The Executive Officer of Afriglobal Insurance Brokers Limited, Mr. Casmir Azubuike said the Nigerian insurance industry is going through digital transformation to boost its acceptance.
Azubuike said this in a presentation titled ‘Changing the face of insurance practice’.
He said, “The Nigerian insurance industry is evolving from analog to a digitally-driven industry. Office processes are getting automated, manual registers and records are being phased out, policy and clients’ statistics are now being gotten electronically, policy documents are being generated and transferred electronically.
According to him, the insurance industry was in the past reputed for poverty, extreme conservatism, hungry and dishonesty, among others.
“The insurance industry of today has succeeded in reversing this negative image,” Azubuike said.
According to him, insurance firms’ offices and brokers now own or occupy magnificent structures located in high-brow areas, while employees are now well-remunerated, with attractive conditions of service.
He, however, noted that the industry was still grappling with challenges.
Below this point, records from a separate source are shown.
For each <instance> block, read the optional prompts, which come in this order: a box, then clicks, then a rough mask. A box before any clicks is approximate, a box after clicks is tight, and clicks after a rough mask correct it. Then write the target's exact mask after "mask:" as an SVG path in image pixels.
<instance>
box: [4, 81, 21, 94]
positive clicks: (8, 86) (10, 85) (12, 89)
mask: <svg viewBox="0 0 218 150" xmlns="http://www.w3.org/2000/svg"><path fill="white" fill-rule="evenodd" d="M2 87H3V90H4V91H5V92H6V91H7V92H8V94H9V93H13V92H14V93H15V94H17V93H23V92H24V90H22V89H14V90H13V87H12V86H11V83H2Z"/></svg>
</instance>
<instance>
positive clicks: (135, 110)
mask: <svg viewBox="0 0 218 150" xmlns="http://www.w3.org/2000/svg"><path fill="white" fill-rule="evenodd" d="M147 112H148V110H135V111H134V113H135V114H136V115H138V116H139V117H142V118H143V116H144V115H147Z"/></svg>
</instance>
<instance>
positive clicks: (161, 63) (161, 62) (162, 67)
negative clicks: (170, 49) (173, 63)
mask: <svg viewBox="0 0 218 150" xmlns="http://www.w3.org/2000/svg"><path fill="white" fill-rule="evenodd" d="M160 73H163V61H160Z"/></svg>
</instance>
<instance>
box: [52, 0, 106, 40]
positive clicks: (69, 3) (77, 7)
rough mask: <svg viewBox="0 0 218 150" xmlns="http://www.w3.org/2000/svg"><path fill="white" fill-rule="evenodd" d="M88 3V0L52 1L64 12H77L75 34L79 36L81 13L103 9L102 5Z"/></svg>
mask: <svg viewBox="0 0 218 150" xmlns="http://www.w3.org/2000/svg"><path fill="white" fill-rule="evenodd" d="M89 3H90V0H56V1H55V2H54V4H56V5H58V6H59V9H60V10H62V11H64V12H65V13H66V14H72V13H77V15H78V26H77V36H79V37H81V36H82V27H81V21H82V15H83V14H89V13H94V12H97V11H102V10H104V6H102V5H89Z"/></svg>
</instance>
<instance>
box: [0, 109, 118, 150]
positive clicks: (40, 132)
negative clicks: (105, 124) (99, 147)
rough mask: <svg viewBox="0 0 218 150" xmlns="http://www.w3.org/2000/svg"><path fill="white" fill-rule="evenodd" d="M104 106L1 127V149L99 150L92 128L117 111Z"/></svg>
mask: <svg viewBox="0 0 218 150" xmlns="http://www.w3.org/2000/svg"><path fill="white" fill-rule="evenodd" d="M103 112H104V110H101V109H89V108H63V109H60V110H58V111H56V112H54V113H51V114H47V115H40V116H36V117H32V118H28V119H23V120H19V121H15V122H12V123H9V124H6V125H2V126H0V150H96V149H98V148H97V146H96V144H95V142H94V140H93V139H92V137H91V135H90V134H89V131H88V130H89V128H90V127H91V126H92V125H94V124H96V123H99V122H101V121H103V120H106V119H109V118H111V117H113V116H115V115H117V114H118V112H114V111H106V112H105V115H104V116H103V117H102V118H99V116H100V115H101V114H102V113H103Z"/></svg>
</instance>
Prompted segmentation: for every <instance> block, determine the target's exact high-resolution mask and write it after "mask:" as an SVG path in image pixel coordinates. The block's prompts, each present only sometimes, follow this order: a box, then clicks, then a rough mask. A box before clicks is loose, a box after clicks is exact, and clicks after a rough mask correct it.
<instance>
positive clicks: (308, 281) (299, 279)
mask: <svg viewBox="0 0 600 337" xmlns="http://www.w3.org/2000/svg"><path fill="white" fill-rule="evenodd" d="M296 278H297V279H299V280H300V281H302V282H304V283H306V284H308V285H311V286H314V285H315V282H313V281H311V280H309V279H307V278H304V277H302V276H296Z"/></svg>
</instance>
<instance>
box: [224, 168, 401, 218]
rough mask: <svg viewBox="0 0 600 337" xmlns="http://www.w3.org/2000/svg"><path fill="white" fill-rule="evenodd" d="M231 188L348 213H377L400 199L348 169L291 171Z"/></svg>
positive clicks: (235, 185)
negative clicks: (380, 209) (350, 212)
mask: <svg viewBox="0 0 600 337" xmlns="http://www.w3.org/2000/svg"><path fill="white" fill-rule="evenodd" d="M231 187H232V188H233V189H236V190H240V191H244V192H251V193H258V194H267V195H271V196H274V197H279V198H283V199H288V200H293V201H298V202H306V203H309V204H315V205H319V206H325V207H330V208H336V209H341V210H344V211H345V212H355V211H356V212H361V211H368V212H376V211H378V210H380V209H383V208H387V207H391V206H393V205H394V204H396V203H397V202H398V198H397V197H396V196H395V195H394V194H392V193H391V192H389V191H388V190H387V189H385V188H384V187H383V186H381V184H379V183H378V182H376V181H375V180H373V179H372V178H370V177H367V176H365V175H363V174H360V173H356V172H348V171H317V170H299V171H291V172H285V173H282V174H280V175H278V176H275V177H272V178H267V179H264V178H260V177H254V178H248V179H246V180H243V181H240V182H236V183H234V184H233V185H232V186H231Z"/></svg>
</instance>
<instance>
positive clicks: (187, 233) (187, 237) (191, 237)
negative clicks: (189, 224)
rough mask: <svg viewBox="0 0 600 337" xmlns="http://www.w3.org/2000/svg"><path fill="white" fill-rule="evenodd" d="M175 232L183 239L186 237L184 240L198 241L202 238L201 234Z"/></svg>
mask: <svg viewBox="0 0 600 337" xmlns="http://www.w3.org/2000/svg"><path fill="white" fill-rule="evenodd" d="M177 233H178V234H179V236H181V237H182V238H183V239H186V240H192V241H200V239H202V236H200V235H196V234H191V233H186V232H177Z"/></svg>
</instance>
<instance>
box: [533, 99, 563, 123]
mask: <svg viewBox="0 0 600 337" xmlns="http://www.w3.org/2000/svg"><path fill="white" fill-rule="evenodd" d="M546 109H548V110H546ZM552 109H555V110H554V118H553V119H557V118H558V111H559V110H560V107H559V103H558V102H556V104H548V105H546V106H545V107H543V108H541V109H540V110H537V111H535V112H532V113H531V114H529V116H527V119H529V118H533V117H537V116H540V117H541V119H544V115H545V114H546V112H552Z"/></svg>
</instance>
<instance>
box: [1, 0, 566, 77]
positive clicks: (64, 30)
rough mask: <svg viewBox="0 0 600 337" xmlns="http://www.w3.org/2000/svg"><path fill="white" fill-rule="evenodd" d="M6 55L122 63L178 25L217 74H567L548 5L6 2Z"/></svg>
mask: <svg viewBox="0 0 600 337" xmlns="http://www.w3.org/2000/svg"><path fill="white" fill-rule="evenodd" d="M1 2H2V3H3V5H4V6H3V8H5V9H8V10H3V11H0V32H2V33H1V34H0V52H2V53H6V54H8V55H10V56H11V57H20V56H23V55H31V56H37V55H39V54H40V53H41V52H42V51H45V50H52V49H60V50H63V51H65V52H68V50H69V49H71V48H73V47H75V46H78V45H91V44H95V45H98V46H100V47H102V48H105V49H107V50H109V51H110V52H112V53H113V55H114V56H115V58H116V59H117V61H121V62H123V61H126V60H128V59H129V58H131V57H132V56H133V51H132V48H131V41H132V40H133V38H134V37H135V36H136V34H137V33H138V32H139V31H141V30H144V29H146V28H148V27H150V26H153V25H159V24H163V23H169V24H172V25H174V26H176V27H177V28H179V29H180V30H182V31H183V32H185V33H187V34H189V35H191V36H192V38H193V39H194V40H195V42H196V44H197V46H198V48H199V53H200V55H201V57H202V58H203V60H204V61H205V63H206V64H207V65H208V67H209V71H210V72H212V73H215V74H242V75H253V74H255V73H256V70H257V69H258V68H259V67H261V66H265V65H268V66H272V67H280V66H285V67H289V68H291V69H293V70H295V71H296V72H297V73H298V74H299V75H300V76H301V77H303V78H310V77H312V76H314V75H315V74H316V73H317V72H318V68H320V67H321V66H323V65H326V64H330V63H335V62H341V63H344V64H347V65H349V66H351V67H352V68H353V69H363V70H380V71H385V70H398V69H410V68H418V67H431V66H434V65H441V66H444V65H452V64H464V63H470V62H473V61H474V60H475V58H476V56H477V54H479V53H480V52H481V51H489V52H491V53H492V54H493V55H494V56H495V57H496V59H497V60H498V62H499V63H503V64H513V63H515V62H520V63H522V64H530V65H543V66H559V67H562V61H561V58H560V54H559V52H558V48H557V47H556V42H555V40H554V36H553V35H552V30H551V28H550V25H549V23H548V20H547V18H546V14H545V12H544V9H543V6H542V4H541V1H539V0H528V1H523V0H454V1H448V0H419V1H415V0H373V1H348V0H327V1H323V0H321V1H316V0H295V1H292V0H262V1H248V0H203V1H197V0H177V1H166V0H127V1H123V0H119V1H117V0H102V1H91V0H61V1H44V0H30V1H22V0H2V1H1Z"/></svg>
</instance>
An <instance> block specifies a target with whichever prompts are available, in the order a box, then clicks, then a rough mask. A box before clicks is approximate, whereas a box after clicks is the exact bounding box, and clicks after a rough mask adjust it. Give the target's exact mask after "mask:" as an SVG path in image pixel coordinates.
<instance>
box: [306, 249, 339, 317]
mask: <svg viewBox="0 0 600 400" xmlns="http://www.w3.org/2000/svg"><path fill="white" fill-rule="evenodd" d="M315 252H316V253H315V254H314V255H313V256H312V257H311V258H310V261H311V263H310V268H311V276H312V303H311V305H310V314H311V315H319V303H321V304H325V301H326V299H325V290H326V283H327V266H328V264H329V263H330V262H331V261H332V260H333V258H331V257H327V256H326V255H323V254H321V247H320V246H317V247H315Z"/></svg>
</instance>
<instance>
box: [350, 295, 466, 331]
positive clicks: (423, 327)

According to him, the challenges include poor product knowledge, laundering the poor image of the industry, achieving the desired penetration level, reversing the industry’s poor contribution to the GDP, addressing the low underwriting capacity issues, slow adoption of technology, poor leadership giving rise to financial mismanagement, and weak governance and regulatory bottlenecks.
He said other challenges were unavailability of reliable statistical data, lack of innovative products that addressed clients’ needs, and unprofessional and unethical conduct by practitioners, among others.
He said the face of insurance practice in Nigeria had been over the years characterised by poor image and very poorly embraced by the public.
However, he added, conscious efforts were being made by practitioners to launder the image.
“Much as some level of success are being recorded, the greater national challenges of corruption begotten by the very poor standard of living is making it difficult for the efforts to yield as expected,” he said.
According to him, the very low per capita income has relegated insurance to the least in the priority list.
“Therefore, from public alienation, the industry is beginning to experience increasing acceptance to total invigoration,” he said.